“Nada pode ser feito sozinho. ‘Um’ é um número muito pequeno para mudar uma organização. É preciso aprender a criar o sonho e inspirar as pessoas. São as pessoas que fazem as transformações.”
Silvano Andrade, Diretor Presidente da MRN (Mineração Rio do Norte), vem liderando um processo para implementar mudanças na companhia com foco em três metas: melhorar o sistema de gestão, produção e custo.
Nesta entrevista a Fábio Betti para o blog da Corall, ele reflete sobre quais são os fatores que influenciam na construção de uma carreira de sucesso e o que é preciso para conseguir realizar transformações profundas em organizações.
“Meu pai, que foi uma grande inspiração para mim, me falou quando me formei: Espero que tenha a sorte de ter bons chefes. Quanto melhor forem seus chefes, maiores as chances de desenvolvimento profissional. Quanto mais limitados eles forem, mais vai esbarrar no desenvolvimento de sua carreira. E cuide das pessoas ao seu entorno, pois elas que te farão crescer. Essa é uma receita muito boa.”, aconselha.
Compartilhamos os principais trechos da entrevista.
Quando surgiu a ideia de trabalhar em uma mineradora?
S.A.: Desde pequeno, tinha o desejo de ser geólogo. Era fascinado com a história evolutiva da crosta terrestre, a formação das rochas e minerais, das montanhas e dos grandes cataclismos naturais que transformaram o mundo ao longo das eras. Entender a formação do mundo me fascinava. No segundo grau, me dei conta que gostava muito de ciências exatas, como matemática e física. E a união de geologia com ciências exatas gera a engenharia de minas (risos). Resolvi seguir a profissão. Evidentemente, depois de cursar essa especialidade da engenharia, tive a oportunidade de trabalhar em uma empresa de mineração, abracei a área, seguindo toda minha carreira no setor.
Esta é a quarta empresa que você dirige. Antes da MRN, você esteve à frente das companhias Caraíba, Yamana e Beadell. O que foi determinante em sua trajetória para alcançar a presidência nessas empresas?

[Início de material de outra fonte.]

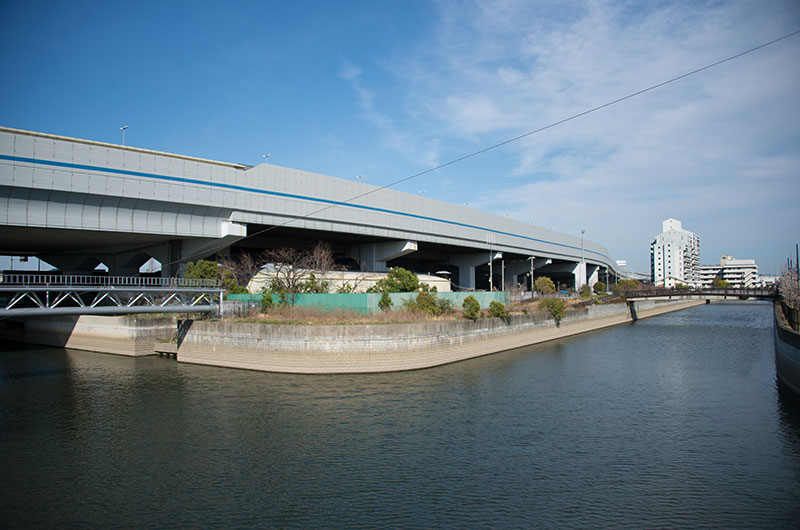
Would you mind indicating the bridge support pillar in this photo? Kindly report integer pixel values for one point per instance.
(516, 273)
(466, 264)
(592, 274)
(376, 255)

S.A.: É um conjunto de fatores. Não existe uma receita de bolo que diz “siga esses passos e você se tornará presidente”. Acredito que tive sorte. Sorte, para mim, é estar preparado quando as oportunidades aparecem. Temos que cuidar de nossas carreiras, nos desenvolver adequadamente para cada momento e, assim, quando as oportunidades aparecem, estarmos aptos para abraçá-las.
Também é preciso ter paixão pelo que se faz. Quando decidi estudar engenharia de minas, meu padrinho, engenheiro civil com uma trajetória de sucesso, passando toda sua carreira na Petrobras, tendo trabalhado no Iraque por cerca de sete anos, perguntou se eu estava louco por escolher o curso. Ele dizia que eu deveria cursar engenharia civil, que era a “mãe” de todas as engenharias, o resto para ele era invenção.
Falei com meu pai a respeito e ele me disse para fazer o que eu gostasse e seria bem-sucedido. Tudo que fiz até hoje foi com muito amor, pois gosto do trabalho que faço. Outro ponto importante é ter disponibilidade, se dedicar à empresa em que trabalha. Muitas oportunidades que abracei foram resultado da minha disponibilidade superior a média.
Você atua na MRN há dois anos e meio, sucedendo um executivo que estava há muito tempo no cargo. No seu primeiro ano como presidente, o índice de satisfação dos funcionários caiu 10 pontos percentuais. Por outro lado, você colocou as contas da empresa no eixo e estabeleceu rituais de governança. Como conciliar o cumprimento das metas com a felicidade dos trabalhadores?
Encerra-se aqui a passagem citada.